Despite a lack of credentials (he never got round to earning his PHD; friends joked that he was the world's most accomplished graduate student), he was plainly clever. By the age of five, growing up in Berkshire, he had tried to calculate how many atoms there were in the sun. His leisure reading as a teenager was Piaggio's "Differential Equations"; and he had solved that quantum electrodynamics puzzle, without pen or paper, while riding in a Greyhound bus.
His very cleverness, his vivid language and his faith in the potential of science—which marked him as it marked the century—meant that, even when his schemes were wildly bizarre, they were not dismissed. Colleagues respected him too much. And the schemes came thick and fast. He proposed using genetically altered trees to turn comets into places where humans could resume an "arboreal existence"; these trees would grow hundreds of miles high, until the comet would look like a sprouting potato.

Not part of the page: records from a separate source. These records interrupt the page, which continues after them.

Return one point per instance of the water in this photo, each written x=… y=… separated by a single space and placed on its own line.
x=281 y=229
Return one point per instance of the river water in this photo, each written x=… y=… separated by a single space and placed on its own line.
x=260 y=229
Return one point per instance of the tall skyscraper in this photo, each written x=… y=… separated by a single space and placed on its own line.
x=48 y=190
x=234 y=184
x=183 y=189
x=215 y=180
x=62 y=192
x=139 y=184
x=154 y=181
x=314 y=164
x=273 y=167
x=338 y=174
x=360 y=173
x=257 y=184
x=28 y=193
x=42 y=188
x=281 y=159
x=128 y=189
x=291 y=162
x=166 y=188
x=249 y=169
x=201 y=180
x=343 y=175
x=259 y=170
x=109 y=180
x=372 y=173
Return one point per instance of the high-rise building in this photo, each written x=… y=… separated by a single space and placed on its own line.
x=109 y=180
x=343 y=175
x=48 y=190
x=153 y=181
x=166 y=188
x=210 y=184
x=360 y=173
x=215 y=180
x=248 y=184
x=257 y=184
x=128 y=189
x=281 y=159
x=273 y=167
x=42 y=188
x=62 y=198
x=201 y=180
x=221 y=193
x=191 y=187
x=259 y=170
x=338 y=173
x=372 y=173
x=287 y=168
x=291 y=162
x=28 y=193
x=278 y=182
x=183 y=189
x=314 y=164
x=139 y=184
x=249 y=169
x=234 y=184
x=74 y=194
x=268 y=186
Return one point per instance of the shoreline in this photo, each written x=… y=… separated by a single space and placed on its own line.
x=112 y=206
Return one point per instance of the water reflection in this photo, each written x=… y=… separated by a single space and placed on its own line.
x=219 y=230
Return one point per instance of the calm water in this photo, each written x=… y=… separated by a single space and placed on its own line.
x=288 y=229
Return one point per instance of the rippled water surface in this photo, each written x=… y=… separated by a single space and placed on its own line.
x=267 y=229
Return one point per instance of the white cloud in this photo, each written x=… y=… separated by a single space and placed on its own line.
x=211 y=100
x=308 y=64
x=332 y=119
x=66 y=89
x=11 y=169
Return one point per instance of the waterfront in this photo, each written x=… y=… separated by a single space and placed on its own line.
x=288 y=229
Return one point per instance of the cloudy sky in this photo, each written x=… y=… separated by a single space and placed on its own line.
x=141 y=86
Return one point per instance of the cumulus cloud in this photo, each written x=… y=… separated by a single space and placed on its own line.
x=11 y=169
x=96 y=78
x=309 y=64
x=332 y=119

He also popularised a wild thought called the Dyson sphere, a gigantic shell made of pulverised asteroids that might be spread by a very advanced civilisation round its parent star to capture all its energy. (Looking for such structures and their infrared glow elsewhere in the galaxy, he argued, might be a good way to detect super-advanced aliens.) He imagined plants that could grow greenhouses round themselves, and genetically altered microbes that could harvest minerals and clear up plastic litter from space.